The production setup uses Docker Compose with Caddy as the reverse proxy (automatic HTTPS).
-
Prepare the environment
# Place your GitHub App private key in the project root cp /path/to/private-key.pem ./pr-comment-bot-key.2026-01-28.pem # Create .env with all required variables
-
Build and start
docker compose up -d --build
This starts:
- backend — the FastAPI application on port 8000 (internal)
- caddy — reverse proxy on ports 80/443 with automatic TLS
-
Run migrations (first time or after model changes)
docker compose exec backend alembic upgrade head -
Check health
curl https://your-domain.com/api/v1/health # {"status": "ok"}
Migrations are managed by Alembic with async PostgreSQL support.
# Apply all pending migrations
uv run alembic upgrade head
# Create a new migration after model changes
uv run alembic revision --autogenerate -m "describe your change"
# Downgrade one revision
uv run alembic downgrade -1
# View migration history
uv run alembic historyRisk classification rules are defined in app/services/change_management/policy/policy.yaml. The policy engine uses glob-based file path matching to determine risk levels.
Example:
risk_levels:
LOW:
description: "Low risk change"
change_types: {}
HIGH:
description: "High risk change"
change_types:
db:
description: "Database changes"
path_patterns:
- "alembic/migrations/**"
- "app/db/**"
infra:
description: "Infrastructure changes"
path_patterns:
- "Dockerfile"
- "docker-compose.yaml"When a PR's changed files match a HIGH-risk path pattern, the agent flags the PR accordingly and posts a risk summary as a PR comment.

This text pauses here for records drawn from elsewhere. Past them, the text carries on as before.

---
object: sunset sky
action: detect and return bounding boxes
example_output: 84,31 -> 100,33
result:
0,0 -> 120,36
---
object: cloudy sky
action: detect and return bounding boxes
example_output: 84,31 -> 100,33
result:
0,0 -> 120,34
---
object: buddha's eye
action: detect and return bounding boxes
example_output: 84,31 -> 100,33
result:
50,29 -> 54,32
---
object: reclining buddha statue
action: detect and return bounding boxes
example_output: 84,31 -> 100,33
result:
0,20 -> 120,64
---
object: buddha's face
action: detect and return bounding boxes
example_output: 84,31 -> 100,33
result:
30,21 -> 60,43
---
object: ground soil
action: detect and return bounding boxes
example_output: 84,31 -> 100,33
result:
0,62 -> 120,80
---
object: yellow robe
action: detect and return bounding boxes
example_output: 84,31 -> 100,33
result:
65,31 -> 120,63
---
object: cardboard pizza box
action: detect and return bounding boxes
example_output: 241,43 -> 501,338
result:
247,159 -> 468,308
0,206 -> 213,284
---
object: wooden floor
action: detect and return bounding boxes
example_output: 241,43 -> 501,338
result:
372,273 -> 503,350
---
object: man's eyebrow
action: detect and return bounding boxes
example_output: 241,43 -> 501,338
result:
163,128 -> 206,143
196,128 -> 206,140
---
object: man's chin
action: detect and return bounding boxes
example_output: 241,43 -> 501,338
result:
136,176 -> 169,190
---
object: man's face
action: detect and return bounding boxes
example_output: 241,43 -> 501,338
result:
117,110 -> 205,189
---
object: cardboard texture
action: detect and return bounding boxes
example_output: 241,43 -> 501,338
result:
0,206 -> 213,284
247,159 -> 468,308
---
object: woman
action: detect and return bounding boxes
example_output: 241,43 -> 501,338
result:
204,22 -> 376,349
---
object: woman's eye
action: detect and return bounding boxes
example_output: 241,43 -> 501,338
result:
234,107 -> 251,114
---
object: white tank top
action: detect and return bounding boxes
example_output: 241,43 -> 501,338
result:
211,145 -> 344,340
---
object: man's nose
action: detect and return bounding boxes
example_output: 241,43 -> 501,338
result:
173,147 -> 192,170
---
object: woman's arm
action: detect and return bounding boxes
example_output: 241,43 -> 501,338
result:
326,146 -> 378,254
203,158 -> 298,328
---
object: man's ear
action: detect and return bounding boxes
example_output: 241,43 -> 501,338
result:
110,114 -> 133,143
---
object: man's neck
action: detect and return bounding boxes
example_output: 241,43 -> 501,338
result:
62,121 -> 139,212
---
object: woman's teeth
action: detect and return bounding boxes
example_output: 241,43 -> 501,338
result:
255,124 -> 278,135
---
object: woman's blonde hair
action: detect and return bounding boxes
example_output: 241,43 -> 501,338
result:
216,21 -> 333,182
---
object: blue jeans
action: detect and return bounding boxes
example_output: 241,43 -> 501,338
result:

The agent also checks for a JIRA ticket number (pattern ABC-1234) in the PR title. Missing tickets are flagged as HIGH risk.
| Method | Endpoint | Description |
|---|---|---|
| GET | /api/v1/health |
Health check |
| POST | /api/v1/github/webhook |
GitHub webhook receiver |
| GET | / |
Web dashboard (HTML) |
| GET | /evaluations |
Paginated evaluations list (HTML) |
| GET | /evaluations/sse-stream |
SSE stream for real-time eval updates |
The GitHub webhook endpoint expects:
| Header | Description |
|---|---|
X-GitHub-Event |
Event type (e.g. pull_request) |
X-Hub-Signature-256 |
HMAC SHA-256 signature |
The app includes an HTMX-powered web dashboard at the root URL (/):
- Home — shows the latest evaluation per PR with real-time SSE updates
- Evaluations (
/evaluations) — paginated list of latest evaluations per PR with risk levels, statuses, and analysis details
The dashboard updates in real-time via Server-Sent Events without polling the database — a background cache updater task refreshes an in-memory cache, and all connected SSE clients receive updates simultaneously.